PIANELLA. «Il consigliere Massimo Di Tonto prima chiede e ottiene la seduta segreta del consiglio comunale, poi che fa? Ne parla e fornisce una sintesi dei lavori alla stampa. Questo dà l'idea di...
PIANELLA. «Il consigliere Massimo Di Tonto prima chiede e ottiene la seduta segreta del consiglio comunale, poi che fa? Ne parla e fornisce una sintesi dei lavori alla stampa. Questo dà l'idea di quale sia il grado di consapevolezza del ruolo rivestito da alcuni consiglieri comunali».

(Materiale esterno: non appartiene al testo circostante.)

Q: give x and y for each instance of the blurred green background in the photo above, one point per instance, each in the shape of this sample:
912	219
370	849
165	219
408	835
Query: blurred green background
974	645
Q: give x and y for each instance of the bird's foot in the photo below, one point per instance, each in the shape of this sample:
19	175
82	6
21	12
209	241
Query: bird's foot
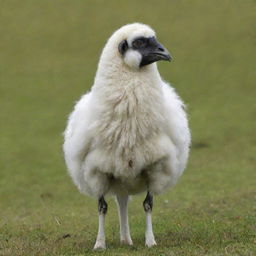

Il sindaco Sandro Marinelli replica all'oppositore Di Tonto sulla revoca del mega appalto da 11 milioni di euro per la privatizzazione in global service della pubblica illuminazione e dei sistemi tecnologici del Comune, un argomento affrontato in un recente consiglio comunale secretato. «Non vi è stata alcuna iniziativa della parte politica, ma l'annullamento della gara, peraltro aggiudicata solo in via provvisoria, è intervenuto mediante determina del responsabile del servizio e per ragioni che attengono alla tutela dell'interesse della pubblica amministrazione», spiega il primo cittadino, «pur consapevoli della necessità di migliorare la nostra rete di illuminazione, aspettiamo di sapere quali zone di Pianella siano attualmente al buio, probabilmente il consigliere Di Tonto si confonde con qualche Comune limitrofo. Sull'efficientamento energetico dobbiamo prendere atto di quanto gli uffici hanno riscontrato e individuare un nuovo percorso che, come in tutti gli altri settori, porterà risultati e miglioramenti per la cittadinanza».
Sul global service andato a monte interviene anche il consigliere di opposizione Gianni Filippone, ex assessore e attuale segretario cittadino Pd: «La verità è che il sindaco non ha trovato la copertura finanziaria, in quanto si è assistito a uno scarica barile di responsabilità tra dirigenti, arrivando all'annullamento. Cosa farà adesso la ditta Sato, di Ascoli Piceno, cui l'appalto era stato aggiudicato, seppur in via provvisoria? Chiederà un risarcimento danni? Ma non era il sindaco che criticava le passate amministrazioni per i debiti fatti? Ricordo a Marinelli che almeno io con i mutui fatti ho eseguito urbanizzazioni e servizi, lui ha pagato per due anni dipendenti senza ottenere niente, e forse deve anche risarcire dei danni». Filippone critica anche la richiesta del suo collega di minoranza Di Tonto di chiedere il consiglio segreto: «Richiesta piuttosto inconsueta per un esponente di minoranza che dice di voler evidenziare le inefficienze e l'incapacità dell'amministrazione Marinelli». (g.d.l.)